My plan is to try and migrate to 10.8 Server over the vacation and see what that does for me. I don't think we need any of the services that it doesn't have, and it's cheap enough to at least be worth trying as an experiment.

 

[Les Kern]

Good luck! We know what you're going through!

 

[Makosuke]

Just a bit of a follow-up in case anybody runs across this trying to troubleshoot something similar.

I ended up installing a completely fresh copy of 10.8 (+Server) on another partition and NOT importing any settings from the old 10.6 Server install. I then exported the list of users from Workgroup Manager, imported them into the 10.8 Workgroup Manager, re-set passwords, and recreated the groups I wanted.

At that point I could set the ACLs and everything worked properly.
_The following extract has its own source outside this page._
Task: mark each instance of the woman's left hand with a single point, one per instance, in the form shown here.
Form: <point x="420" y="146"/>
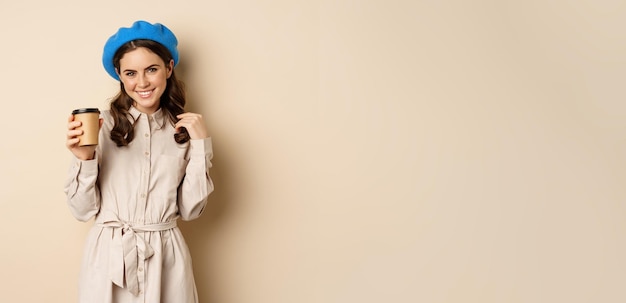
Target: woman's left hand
<point x="194" y="123"/>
Interestingly, on the "orphaned" group ACLs on the volume (which show as a hash instead of group name under 10.8), the permissions indeed lacked "delete" (and only delete) which is what was causing the biggest issues for me; it was apparently just that 10.6 absolutely refused to set this correctly (or show it in the inspector). It was almost like the default umask had gotten screwed up somehow (although other things had obviously also gone wrong).